Student performance prediction can help educators identify at-risk students and implement interventions to improve academic outcomes. This project uses linear regression to:
- Analyze relationships between features (e.g., study time, attendance) and final grades.
- Predict student grades based on input data.
The dataset used in this project is sourced from UCI Machine Learning Repository - Student Performance Dataset. It includes attributes like:
- Demographic data (age, gender, etc.)
- Academic performance (grades, study time, failures, etc.)
- Social factors (family support, extracurricular activities, etc.)
Key features used in the prediction model include:
studytime: Weekly study time.failures: Number of past class failures.absences: Number of school absences.G1,G2: Grades from the first and second terms.

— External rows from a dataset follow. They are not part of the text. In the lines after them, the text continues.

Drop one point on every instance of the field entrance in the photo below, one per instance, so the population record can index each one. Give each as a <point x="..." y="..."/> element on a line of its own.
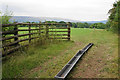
<point x="47" y="60"/>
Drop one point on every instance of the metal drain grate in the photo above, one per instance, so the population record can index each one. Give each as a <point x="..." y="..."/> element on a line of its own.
<point x="68" y="67"/>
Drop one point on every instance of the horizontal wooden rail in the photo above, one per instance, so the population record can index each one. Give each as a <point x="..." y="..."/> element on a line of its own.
<point x="13" y="49"/>
<point x="9" y="32"/>
<point x="10" y="44"/>
<point x="29" y="29"/>
<point x="57" y="31"/>
<point x="58" y="34"/>
<point x="7" y="25"/>
<point x="59" y="38"/>
<point x="11" y="37"/>
<point x="41" y="29"/>
<point x="58" y="28"/>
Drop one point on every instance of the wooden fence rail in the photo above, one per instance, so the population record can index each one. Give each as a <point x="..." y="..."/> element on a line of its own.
<point x="13" y="39"/>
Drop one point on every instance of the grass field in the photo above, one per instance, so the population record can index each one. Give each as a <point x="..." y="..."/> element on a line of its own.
<point x="45" y="61"/>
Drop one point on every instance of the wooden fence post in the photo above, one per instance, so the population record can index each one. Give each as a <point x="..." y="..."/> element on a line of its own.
<point x="47" y="30"/>
<point x="16" y="34"/>
<point x="29" y="32"/>
<point x="68" y="31"/>
<point x="40" y="28"/>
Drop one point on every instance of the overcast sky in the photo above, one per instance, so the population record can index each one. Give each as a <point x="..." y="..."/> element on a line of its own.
<point x="83" y="10"/>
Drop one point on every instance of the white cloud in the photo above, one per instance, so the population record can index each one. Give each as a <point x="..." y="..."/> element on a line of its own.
<point x="83" y="10"/>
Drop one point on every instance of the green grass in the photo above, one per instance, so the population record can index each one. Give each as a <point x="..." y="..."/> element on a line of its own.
<point x="45" y="61"/>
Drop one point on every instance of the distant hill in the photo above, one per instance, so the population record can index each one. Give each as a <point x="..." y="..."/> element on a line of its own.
<point x="42" y="19"/>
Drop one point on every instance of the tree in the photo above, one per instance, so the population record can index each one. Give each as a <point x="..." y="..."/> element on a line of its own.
<point x="6" y="16"/>
<point x="114" y="17"/>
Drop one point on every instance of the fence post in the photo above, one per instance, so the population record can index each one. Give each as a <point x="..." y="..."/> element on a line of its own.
<point x="68" y="25"/>
<point x="29" y="32"/>
<point x="47" y="30"/>
<point x="16" y="34"/>
<point x="40" y="28"/>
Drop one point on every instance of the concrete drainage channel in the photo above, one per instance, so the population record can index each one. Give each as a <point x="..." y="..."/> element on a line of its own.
<point x="68" y="67"/>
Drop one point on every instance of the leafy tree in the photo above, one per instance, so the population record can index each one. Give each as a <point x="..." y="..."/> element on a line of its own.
<point x="5" y="20"/>
<point x="114" y="17"/>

The project employs three different models:
- Linear Regression
- Ridge Regression
- Lasso Regression
- Data preprocessing: Cleaning and encoding categorical variables.
- Exploratory Data Analysis (EDA): Visualizing relationships between features.

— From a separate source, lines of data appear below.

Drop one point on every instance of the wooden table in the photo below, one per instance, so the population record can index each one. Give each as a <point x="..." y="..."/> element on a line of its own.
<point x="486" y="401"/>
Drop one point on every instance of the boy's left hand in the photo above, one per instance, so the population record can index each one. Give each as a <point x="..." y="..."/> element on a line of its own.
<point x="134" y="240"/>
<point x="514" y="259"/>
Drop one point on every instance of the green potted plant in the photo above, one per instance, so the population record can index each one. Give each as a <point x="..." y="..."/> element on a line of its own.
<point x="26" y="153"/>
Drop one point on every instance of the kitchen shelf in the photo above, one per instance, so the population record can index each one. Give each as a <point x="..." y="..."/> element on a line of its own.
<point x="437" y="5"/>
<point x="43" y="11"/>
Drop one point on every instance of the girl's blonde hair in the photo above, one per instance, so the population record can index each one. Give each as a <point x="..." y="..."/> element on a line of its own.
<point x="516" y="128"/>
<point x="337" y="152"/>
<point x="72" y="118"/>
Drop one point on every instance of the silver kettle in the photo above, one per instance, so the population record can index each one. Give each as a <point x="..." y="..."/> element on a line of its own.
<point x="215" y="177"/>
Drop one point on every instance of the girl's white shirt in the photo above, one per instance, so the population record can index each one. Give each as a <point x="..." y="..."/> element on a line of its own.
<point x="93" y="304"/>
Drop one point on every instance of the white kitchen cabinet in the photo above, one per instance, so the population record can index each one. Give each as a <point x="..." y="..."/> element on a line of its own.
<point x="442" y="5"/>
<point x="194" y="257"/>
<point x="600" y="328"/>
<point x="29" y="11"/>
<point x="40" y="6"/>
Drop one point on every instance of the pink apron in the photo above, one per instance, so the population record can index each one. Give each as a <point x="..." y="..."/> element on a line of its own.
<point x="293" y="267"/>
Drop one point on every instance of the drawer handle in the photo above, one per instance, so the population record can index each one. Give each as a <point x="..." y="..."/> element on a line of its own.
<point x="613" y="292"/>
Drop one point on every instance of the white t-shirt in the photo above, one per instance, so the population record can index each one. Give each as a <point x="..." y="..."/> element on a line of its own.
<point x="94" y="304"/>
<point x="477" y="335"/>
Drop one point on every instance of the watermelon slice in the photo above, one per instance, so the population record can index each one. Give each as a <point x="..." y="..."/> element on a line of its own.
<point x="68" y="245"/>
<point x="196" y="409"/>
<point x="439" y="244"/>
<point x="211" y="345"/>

- Model training: Fitting the models.
- Evaluation: Measuring performance using metrics like MAE, MSE, and R² score.
The models achieved the following results:
- Linear Regression
- R² Score: 0.73
- Mean Absolute Error (MAE): 1.62
- Mean Squared Error (MAE): 5.59
- Ridge Regression
- R² Score: 0.72
- Mean Absolute Error (MAE): 1.65
- Mean Squared Error (MAE): 5.65
- Lasso Regression
- R² Score: 0.76
- Mean Absolute Error (MAE): 1.42
- Mean Squared Error (MAE): 4.69
These results indicate the models perform well for predicting student final grades based on the given features.